A troca da aquisição de bens por experiências é outro fator relevante. Janile acrescenta que as redes sociais estimulam esse comportamento, fazendo com que os jovens demorem mais a direcionar recursos para imóveis e veículos, ao contrário das gerações anteriores. Somado a isso, o mercado de trabalho instável e a perda de poder de compra impulsionam o uso do crédito como forma de cobrir despesas.

A experiência da compra

A procura dos consumidores por crédito no Brasil fechou com alta de 0,6% no ano passado. Matheus Machado, educador financeiro, acredita que a questão do endividamento jovem vai além da falta de planejamento. “Essa geração é extremamente motivada por experiências.

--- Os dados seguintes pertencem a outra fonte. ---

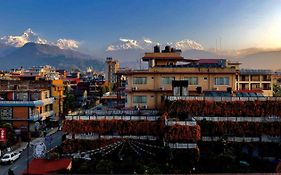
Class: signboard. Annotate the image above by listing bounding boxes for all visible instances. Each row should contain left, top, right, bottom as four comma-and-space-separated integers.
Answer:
0, 128, 6, 142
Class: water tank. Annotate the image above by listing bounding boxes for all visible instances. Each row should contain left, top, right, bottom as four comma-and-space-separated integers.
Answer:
154, 45, 160, 53
165, 46, 171, 53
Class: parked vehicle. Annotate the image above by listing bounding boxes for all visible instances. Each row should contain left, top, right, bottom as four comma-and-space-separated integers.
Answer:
1, 152, 21, 164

Eles não querem esperar até a velhice para aproveitar a vida, mas falta equilíbrio. O problema não é apenas financeiro, mas também cultural e comportamental”, afirma. 

Elise Lopes, jovem recém-formada no ensino superior, compartilha do pensamento de viver uma experiência através da compra. A jovem conta que o ato de comprar vai além da simples necessidade e se tornou uma forma de recompensa pessoal. Para Elise, o prazer das compras está atrelado à sensação de estar se presenteando, seja presencialmente ou online. “É tão bom, eu sinto como se eu tivesse me recompensando, sabe?! Tipo assim, ok, você passou por uma semana puxada, e aqui está sua recompensa. Eu tô me mimando de alguma forma”, compartilha.

A experiência se estende para o ambiente digital, onde a espera pela chegada do produto adiciona uma camada de expectativa. “Comprar online é ainda mais excitante, porque tem toda aquela espera, acompanhar o rastreio, ver quando chega. Finalmente chegou o produto que eu queria tanto!”, diz. No entanto, Elise reconhece que a sensação muda quando a compra é por necessidade. “Quando eu preciso de alguma coisa, ter que gastar o meu dinheiro com algo obrigatório é triste. Parece que meu dinheiro só está indo embora”, reflete.

O impacto da digitalização no endividamento 

A facilidade de criar contas digitais e ter carteiras virtuais também tem contribuído para esse cenário. De acordo com Relatório de Cidadania Financeira, 67% dos adolescentes já possuem cartão de crédito. Para Janile isso pode ser um risco: “as fintechs trouxeram inclusão financeira, mas também facilitaram o endividamento. A quantidade e a velocidade que o crédito se faz mais acessível através das instituições e, muitas vezes, concedido sem critérios rígidos de análise, levando muitos jovens a acumularem dívidas rapidamente”, alerta a economista.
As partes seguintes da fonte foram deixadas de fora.